O dia será memorável. Não queria passar de forma nenhuma mais um reveillon na Praia Grande, mas não me arrependo. Nunca me senti tão bem. Estar com a família foi a benção para um ano que será tão imprevisível quanto os caminhos que me levaram à praia. E que poderiam ter me levado para qualquer lugar do país se não tivessem se esgotado todas as passagens. Felizmente curti o último dia, e noite (que como sempre faltou luz e jantamos no "Don Zarpelo"). Nada melhor do que uma bela pizza para encerrar o ano. E o vinho italiano que comprei para a passagem do ano marcar a prosperidade que esperamos.

Cada qual deve ter sentido algo especial. As fotos que tirei marcaram o momento para a eternidade. E o texto, para os meus filhos, netos, bisnetos.... e todos os que descenderem de nós. No futuro, certamente seremos os "australopitecus" do ano 2000. Seres estranhos, de outra época e costumes. Pensei em todos os que virão no futuro... e no meu incerto destino. Cheio de esperança e com uma grande paz.... uma "energia" que, mesmo com certa relutância minha, me fez ajoelhar no meio da praia e rezar.... e acordar no outro dia conversando por mais de meia hora com essa energia. Será que existe algo de bom!!!

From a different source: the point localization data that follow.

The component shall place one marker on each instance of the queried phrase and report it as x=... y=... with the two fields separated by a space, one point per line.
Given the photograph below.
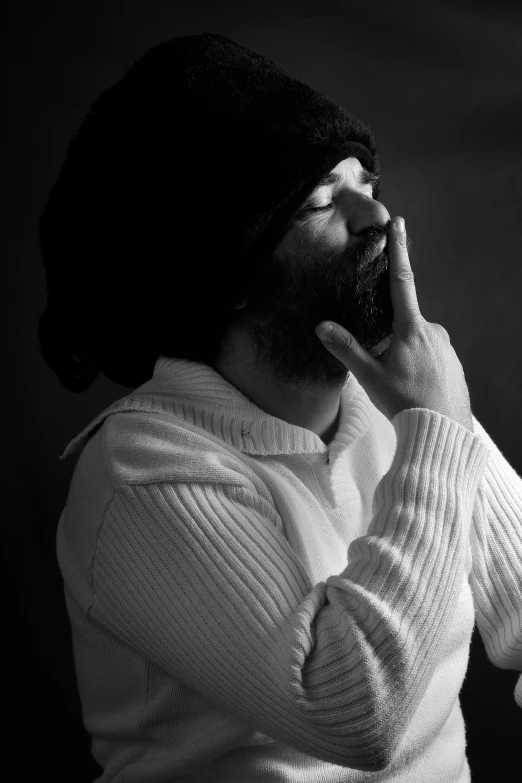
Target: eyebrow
x=366 y=178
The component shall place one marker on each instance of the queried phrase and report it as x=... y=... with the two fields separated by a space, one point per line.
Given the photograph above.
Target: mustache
x=370 y=239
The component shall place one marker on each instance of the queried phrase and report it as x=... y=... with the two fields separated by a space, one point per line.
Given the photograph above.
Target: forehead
x=349 y=167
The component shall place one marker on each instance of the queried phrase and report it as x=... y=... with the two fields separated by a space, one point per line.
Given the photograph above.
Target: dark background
x=440 y=85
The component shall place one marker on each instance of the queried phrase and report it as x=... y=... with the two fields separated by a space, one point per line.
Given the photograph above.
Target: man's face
x=326 y=267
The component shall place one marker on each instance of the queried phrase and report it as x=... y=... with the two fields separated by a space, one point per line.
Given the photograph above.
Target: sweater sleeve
x=496 y=576
x=200 y=579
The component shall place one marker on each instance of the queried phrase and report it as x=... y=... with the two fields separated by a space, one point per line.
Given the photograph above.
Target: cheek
x=321 y=234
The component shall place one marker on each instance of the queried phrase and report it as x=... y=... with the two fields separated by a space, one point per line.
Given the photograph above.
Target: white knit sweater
x=248 y=604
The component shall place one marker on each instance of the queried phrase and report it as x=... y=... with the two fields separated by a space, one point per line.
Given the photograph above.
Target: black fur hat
x=191 y=166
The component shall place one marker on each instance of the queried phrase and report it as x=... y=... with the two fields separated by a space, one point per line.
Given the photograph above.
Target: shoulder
x=142 y=447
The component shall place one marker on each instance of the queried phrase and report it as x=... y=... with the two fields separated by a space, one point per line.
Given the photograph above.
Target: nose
x=363 y=211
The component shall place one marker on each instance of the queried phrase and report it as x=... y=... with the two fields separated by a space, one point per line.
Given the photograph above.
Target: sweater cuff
x=443 y=447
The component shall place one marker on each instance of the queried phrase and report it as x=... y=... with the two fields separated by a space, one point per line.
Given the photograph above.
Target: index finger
x=406 y=312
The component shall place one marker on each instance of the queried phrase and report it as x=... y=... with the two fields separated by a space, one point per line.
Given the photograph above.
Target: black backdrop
x=440 y=85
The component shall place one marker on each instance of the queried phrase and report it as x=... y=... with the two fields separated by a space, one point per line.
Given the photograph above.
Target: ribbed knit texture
x=250 y=604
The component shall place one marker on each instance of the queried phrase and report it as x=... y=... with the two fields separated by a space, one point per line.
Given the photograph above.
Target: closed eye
x=320 y=209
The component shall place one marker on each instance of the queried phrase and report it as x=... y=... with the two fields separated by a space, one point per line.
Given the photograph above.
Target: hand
x=420 y=368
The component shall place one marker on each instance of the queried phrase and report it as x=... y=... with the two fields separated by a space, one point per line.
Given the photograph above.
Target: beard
x=300 y=288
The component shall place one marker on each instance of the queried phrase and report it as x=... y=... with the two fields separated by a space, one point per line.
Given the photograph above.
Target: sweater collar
x=200 y=396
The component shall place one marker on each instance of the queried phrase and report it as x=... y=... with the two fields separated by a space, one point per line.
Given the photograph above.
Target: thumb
x=345 y=347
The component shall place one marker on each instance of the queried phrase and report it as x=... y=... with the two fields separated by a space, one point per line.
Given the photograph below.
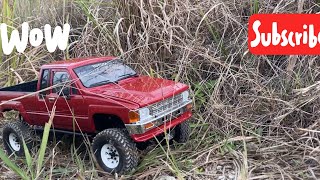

Sábado. Primeiro dia do ano 2000. Ligo a TV, as mesmas porcarias - grupos de pagode, programas de auditório, filmes que passaram milhares de vezes. A mesma merda. Mas ainda continuo nutrindo o sonho, para que um dia a realidade acorde para o que existe, e deixe para o mundo marcas melhores do que estas que se apresentam.